She'd be a media darling. I predicted that within the next ten years, Smith High School would start begging for Lisa Anne to give the convocation speech at graduation ... which she'd probably have to decline in order to interview wounded soldiers or angry jihadists or something.
Not that I'm jealous of her.
"Smith!" My head jerked up from my notebook, where I had been doodling little gravestones with my name on them. I'm not overly superstitious, but that didn't seem like a good omen. Although as far as evil portents go, being singled out in the middle of a Mr. Elliot tirade was significantly more damning than a series of morbid scribbles.
I just hoped that nobody noticed the way my hand instantly started trembling.
"Um ... yes?"
Mr. Elliot waved his arms in a brilliant imitation of a windmill. "For the past year, Smith has done a great job with the copyediting and ... other things like, erm, layout. That side of journalism is important too! More of you should get involved. It's time to step up your game!"

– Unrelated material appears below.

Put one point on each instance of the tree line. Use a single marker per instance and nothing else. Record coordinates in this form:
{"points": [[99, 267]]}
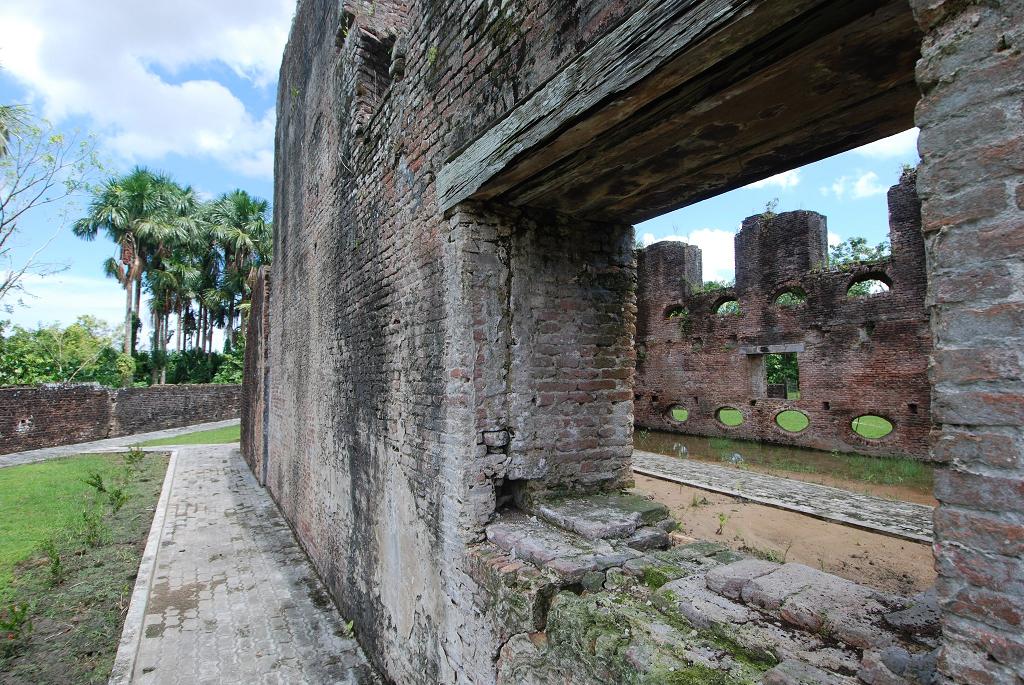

It's possible I would've felt honored if he hadn't been completely off base. And if he had taken the time to address me by my first name, which I wasn't entirely sure he knew. I really hated the way he called everyone (except Lisa Anne) solely by their last names, as if we were soldiers in the military waiting for our marching orders.
It always made me hyperaware of the fact that I'm the geekier of the two Smith girls.
So I took a deep breath and said, "Uh, actually, Mr. Elliot—" before I lost the ability to speak. Formulating a complete sentence seemed impossible with all eyes in my journalism class staring at me.
"What, Smith?" he snapped impatiently. I definitely should have kept my mouth shut.
Too late now.
"It's just ... this is my third year copyediting. And I was wondering if maybe I could ... well, do something else?"
A frown furrowed his brow, and my stomach clenched. He was going to say no. He was going to insist that my copyediting was a vital part of the paper. I would graduate from Smith High School next year having contributed nothing more to The Smithsonian than a handful of punctuation marks.
And I'd continue being universally ignored while my two best friends flitted off to Hollywood without me.
"Listen up, everyone," Mr. Elliot barked, panning the room. "This is what I'm talking about! Smith is finally stepping up to the plate, and we're going to run with it." He skewered me with one of his intense looks. "You've got the front page, Smith. Talk to Lisa Anne."
My mouth fell open in shock, but before I could say, I don't want the front page! I want to write fiction, he held up a hand to stop me.
"Make it work, Smith. Now where was I? Right, we really need to improve our advertising...."
He went off on an entirely different tirade, leaving me reeling in his wake.
The front page? I had never wanted the front page. If my fiction plan didn't work out, I had been hoping he might promote me to the cafeteria beat. Maybe let me write an article about the chocolate chip muffins—something small so that I could get my bearings on the actual writing side of things. I never meant for Mr. Elliot to send me from copy editor to front-page reporter overnight. It sounded like a Cinderella, rags-to-riches type deal, only this particular pauper didn't know how to dance at a grand ball.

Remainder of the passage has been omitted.